Perhaps the strongest reason for optimism is that more than 120 countries, including the world's two largest carbon emitters, China and the US, also agreed to aim to triple renewable energy and double energy efficiency by 2030 - a target that, if met, would keep the world on track for 1.5°C, as per the goal set in the Paris Agreement of 2015.
So, what are the other clean energy highlights of 2023? Here's a quick synopsis that should put a smile on your face.
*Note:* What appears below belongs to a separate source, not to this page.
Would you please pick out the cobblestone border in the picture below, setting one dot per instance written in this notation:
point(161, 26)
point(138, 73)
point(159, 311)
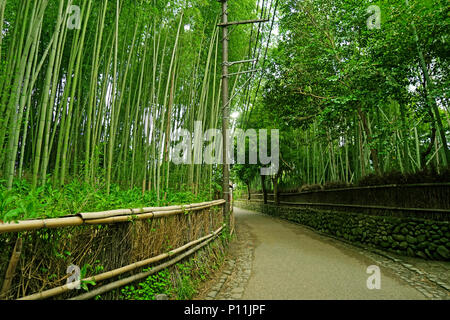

Sunny Future: The world installed an astonishing 413 GW of solar this year, 58 percent more than in 2022, which itself marked an almost 42 percent increase from 2021. That means the world's solar capacity has doubled in the last 18 months. In September, the IEA announced that solar photovoltaic installations are now ahead of the trajectory required to reach net zero by 2050, and that if solar maintains this kind of growth, it will become the world's primary source of energy by 2030.
China's Emissions to Fall Next Year: This is probably the most important climate change story of the year, because China is the world's largest carbon polluter, and was supposed to still be six years away from peak emissions. The reason for this extremely welcome shift? The country's unprecedented buildout of 300 GW of solar and wind in 2023, almost double its 2022 total. It's the largest ever single year deployment of energy in human history. “There’s nothing you can benchmark this against."
The Inflation Reduction Act: The IRA is the single largest commitment any government has yet made to vie for leadership in the next energy economy, and has resulted in the largest manufacturing drive in the US since WW2. The legislation has already yielded commitments of more than $300 billion in new clean energy. Whatever you say about Biden's administration, this is a remarkable legacy. This year a record 33 GW of solar was installed across the country and carbon emissions will fall by around 3 percent. Meanwhile, 12 states have now passed laws requiring a shift to 100 percent clean electricity, Texas is undergoing the fastest pace of clean energy expansion anywhere in the world outside China, and California's battery storage capacity has surged tenfold in just three years.
Europe's Decarbonisation: Coal generation in Europe plummeted in 2023, leading to fossil fuels' share of electricity generation falling to a record low of just 17 percent in the first half of the year, while solar installations increased by 40 percent for the third year in a row. The continent has also managed to kick its addiction to Russian fossil fuels, phasing out coal imports, reducing oil imports by an astonishing 90 percent and reducing fossil gas imports by over two thirds since 2021. Meanwhile, the UK reported that carbon emissions have fallen by more than two-thirds in a decade.
EV Slowdown? Global electric vehicle sales increased by over one third this year, bringing the world's total to 41 million electric vehicles. It's an extraordinary transformation: just two years ago, one in 25 cars sold globally was an electric vehicle. This year it will be one in five, and by 2025, one in two. The IEA now says that electric vehicle sales, like solar installations, are tracking ahead of its net zero scenarios. In the US, where the media spent much of the year insisting there's been a slowdown, sales were up 50 percent, and growth in China was even more explosive: two in every five new cars sold was electric. Oh, and the Tesla Model Y became the best-selling car in the world in 2023. Not just electric cars - all cars! And let's not forget the two wheel revolution: there are currently 280 million e-bikes and scooters in use around the world - 10 times as many as the total number of four-wheeled electric vehicles. In fact, e-bikes and scooters are displacing four times as much demand for oil as electric cars at present.
Clean Energy Elsewhere: Rooftop solar overtook coal as Australia's biggest source of electricity capacity, the Philippines saw explosive growth in offshore wind, South Africa's rooftop solar sector became the fastest growing in the world, Brazil invested billions into grid transmission, and Vietnam finalised its Just Transition agreement, including no new coal, which is great news for the planet, because it has the world's third largest coal pipeline.